Substitution - Replacement of hazardous chemicals
The duty of substitution is based on the importance of replacing chemicals that are hazardous to health and the environment with lower risk alternatives.
Research continually provides new knowledge on the effects of chemicals on health and the environment. Chemicals that were previously considered harmless may now be documented as having adverse effects.
The Duty of Substitution
One of the most important measures that can be implemented to reduce the risk of damage to health and the environment from chemicals is to replace the hazardous chemicals with lower risk alternatives. Anyone who handles hazardous chemicals is obliged under the duty of substitution to consider whether the chemical may be replaced.In addition to reducing the risk of damage to health and the environment, the University’s overall costs will also be reduced with the dwindling need for fume cupboards, personal protective equipment and the processing of hazardous waste.

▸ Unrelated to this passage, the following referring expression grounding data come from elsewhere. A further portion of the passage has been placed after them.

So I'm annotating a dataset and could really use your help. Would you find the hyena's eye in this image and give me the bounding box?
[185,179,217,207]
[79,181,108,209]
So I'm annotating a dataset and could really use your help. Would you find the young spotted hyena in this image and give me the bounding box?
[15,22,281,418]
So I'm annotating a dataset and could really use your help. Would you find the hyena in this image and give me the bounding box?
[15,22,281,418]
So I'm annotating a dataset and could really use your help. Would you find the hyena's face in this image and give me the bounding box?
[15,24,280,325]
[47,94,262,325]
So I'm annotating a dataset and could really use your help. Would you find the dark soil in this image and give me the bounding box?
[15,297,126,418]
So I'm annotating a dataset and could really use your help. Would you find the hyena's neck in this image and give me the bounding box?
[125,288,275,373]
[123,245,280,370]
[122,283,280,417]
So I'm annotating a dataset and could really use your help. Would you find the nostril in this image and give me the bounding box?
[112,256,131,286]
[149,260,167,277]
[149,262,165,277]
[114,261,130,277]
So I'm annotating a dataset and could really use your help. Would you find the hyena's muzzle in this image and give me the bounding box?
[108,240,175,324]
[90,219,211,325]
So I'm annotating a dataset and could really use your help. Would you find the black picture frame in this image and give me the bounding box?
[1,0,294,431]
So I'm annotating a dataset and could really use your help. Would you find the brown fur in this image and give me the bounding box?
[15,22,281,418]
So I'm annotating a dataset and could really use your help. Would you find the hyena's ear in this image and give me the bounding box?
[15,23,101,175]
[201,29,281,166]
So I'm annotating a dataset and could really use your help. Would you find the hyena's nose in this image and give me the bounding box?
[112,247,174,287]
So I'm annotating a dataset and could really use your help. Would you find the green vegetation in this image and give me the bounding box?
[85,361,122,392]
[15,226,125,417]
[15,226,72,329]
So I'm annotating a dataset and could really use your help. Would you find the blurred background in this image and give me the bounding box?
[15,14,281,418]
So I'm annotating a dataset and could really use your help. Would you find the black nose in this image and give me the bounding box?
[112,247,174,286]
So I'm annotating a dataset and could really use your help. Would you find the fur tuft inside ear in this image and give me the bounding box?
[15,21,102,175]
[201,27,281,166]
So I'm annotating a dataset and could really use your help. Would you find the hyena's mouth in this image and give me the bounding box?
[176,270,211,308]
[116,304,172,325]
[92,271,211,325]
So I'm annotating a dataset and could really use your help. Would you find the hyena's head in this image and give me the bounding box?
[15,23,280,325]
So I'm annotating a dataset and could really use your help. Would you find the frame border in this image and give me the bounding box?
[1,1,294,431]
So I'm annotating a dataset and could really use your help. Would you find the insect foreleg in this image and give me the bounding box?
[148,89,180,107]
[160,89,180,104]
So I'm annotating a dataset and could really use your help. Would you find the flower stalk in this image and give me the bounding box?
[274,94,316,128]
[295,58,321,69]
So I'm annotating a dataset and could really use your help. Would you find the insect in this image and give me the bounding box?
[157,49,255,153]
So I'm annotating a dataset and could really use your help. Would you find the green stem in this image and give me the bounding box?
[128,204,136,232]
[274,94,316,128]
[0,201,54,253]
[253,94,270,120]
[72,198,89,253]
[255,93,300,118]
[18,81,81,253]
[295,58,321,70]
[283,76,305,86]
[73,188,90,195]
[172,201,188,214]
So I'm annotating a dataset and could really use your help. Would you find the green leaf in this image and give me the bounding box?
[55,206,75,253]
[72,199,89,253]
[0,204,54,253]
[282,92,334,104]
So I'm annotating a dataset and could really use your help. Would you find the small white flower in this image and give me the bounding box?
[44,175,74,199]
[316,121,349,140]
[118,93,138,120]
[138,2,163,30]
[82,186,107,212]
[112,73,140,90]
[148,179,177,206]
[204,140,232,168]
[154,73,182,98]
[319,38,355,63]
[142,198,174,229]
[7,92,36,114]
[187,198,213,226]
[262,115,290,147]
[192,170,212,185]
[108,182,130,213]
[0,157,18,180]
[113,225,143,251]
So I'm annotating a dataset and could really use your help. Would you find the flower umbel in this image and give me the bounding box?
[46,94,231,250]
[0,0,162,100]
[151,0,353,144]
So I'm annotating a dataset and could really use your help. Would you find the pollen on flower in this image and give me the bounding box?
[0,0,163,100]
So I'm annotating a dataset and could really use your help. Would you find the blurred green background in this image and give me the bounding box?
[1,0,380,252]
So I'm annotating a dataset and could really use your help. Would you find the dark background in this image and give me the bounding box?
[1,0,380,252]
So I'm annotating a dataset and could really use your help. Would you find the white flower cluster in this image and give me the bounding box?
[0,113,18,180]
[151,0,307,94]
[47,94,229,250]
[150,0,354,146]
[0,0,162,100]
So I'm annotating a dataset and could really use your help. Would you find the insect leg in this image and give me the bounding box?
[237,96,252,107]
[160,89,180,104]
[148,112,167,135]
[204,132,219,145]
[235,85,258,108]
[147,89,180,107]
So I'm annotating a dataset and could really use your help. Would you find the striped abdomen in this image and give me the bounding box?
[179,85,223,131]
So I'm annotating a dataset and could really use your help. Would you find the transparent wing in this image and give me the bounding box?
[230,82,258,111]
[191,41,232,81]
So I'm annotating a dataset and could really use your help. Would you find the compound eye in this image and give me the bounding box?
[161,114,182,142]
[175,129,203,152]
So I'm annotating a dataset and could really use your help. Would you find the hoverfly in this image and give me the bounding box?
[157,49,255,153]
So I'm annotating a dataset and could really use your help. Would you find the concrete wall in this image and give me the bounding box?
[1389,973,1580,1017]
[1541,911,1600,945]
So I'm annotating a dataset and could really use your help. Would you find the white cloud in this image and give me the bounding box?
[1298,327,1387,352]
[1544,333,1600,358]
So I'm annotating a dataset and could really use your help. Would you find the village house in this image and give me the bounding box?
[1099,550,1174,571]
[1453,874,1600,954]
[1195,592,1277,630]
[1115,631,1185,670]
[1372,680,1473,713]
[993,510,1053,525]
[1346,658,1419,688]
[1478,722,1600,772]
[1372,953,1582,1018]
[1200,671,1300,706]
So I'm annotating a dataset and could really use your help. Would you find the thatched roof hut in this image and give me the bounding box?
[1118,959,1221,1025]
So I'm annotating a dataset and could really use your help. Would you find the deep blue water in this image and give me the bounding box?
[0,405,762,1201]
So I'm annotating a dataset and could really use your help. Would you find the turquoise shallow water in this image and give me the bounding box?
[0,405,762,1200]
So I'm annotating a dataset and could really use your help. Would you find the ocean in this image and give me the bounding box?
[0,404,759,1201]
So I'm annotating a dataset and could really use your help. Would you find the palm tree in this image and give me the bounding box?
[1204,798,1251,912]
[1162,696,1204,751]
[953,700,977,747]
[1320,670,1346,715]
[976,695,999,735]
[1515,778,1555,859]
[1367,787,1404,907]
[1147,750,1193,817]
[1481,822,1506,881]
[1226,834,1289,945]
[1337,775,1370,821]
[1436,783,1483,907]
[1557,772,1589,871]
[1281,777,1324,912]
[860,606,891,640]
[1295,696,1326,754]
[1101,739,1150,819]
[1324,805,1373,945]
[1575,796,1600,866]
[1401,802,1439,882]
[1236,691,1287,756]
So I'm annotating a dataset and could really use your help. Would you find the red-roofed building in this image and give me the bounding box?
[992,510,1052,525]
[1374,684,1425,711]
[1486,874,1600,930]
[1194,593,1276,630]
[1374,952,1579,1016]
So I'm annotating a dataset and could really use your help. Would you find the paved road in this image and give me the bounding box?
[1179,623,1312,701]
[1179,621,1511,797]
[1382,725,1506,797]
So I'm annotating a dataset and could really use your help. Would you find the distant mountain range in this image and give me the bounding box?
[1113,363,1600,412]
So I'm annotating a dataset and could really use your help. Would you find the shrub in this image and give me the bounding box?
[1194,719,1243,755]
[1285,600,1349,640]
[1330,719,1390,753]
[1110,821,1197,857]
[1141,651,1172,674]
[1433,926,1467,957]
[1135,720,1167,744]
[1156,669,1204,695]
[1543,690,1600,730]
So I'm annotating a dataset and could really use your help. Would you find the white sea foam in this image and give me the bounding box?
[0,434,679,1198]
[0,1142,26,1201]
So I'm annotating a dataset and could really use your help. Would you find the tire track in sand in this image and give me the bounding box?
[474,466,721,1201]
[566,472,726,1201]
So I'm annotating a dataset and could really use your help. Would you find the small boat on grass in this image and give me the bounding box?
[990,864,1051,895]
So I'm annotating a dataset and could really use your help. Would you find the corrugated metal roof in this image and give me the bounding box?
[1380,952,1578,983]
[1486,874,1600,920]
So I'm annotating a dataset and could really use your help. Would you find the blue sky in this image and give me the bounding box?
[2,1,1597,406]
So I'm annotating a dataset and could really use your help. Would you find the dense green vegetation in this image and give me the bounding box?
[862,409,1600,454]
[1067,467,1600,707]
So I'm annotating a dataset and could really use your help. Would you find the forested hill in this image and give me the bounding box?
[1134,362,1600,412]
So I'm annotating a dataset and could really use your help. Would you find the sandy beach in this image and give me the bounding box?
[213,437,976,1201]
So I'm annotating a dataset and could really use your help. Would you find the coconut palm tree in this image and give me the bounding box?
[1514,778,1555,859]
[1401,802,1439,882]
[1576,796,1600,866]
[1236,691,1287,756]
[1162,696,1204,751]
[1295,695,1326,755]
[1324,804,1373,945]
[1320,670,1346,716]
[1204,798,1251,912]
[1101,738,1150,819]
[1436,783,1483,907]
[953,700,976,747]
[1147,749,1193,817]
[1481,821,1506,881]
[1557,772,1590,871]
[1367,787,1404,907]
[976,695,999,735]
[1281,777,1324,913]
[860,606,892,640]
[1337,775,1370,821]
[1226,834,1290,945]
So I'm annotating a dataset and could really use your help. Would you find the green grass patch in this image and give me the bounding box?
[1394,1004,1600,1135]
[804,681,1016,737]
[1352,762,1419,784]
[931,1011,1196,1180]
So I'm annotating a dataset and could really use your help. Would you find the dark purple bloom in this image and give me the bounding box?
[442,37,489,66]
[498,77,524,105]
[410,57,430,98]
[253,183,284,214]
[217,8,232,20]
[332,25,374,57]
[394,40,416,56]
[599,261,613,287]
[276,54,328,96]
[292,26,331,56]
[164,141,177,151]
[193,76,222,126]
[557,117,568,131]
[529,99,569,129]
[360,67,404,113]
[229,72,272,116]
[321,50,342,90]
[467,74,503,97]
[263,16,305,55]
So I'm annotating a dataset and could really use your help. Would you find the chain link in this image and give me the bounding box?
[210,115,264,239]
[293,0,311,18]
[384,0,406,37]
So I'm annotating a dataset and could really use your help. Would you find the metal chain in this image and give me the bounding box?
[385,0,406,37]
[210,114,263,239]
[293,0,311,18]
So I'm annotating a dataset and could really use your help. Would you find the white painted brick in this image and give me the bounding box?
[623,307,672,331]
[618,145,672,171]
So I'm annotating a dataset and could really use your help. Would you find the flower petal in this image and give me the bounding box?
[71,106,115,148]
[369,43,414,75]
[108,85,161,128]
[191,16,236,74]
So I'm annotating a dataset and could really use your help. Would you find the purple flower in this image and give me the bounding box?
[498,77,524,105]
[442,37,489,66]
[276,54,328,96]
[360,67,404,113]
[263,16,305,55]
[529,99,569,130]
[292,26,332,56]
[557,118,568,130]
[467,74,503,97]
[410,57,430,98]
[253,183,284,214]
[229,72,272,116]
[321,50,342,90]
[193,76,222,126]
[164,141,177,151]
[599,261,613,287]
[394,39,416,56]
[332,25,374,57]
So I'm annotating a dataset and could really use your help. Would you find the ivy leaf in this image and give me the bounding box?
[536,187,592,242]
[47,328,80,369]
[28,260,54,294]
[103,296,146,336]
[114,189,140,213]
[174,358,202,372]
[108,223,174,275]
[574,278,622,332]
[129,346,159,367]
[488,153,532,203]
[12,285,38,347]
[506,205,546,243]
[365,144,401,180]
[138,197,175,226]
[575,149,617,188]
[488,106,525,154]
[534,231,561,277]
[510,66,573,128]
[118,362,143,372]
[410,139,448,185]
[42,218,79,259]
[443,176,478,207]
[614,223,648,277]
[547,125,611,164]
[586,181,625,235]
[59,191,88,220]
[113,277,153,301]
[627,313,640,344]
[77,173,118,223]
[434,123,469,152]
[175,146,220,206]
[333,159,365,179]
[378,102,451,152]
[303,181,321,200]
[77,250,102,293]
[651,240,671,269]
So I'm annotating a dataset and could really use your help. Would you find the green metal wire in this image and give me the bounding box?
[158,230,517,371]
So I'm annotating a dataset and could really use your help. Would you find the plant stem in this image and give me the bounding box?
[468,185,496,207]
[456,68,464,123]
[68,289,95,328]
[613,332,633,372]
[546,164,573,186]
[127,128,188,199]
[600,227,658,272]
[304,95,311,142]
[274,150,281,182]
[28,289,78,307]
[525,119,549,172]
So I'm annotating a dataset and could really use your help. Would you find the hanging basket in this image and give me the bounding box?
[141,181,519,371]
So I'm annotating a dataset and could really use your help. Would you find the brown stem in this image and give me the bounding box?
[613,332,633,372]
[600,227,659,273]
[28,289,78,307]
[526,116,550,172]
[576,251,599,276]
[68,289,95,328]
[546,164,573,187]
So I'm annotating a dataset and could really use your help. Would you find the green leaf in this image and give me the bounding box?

Help with the replacement of hazardous chemicals
On the “Substitution” project, the UiB – together with the framework agreement supplier for chemicals, Sigma-Aldrich, and the appropriate user environment at the university – has turned the focus onto the replacement of hazardous chemicals. Many University of Bergen employees have already been given help in replacing hazardous chemicals with good alternatives.A list of chemicals that can safely be replaced has been prepared.The list will be continuously expanded.
Sigma-Aldrich has a high level of expertise in Greener products and offers support to employees of the University of Bergen.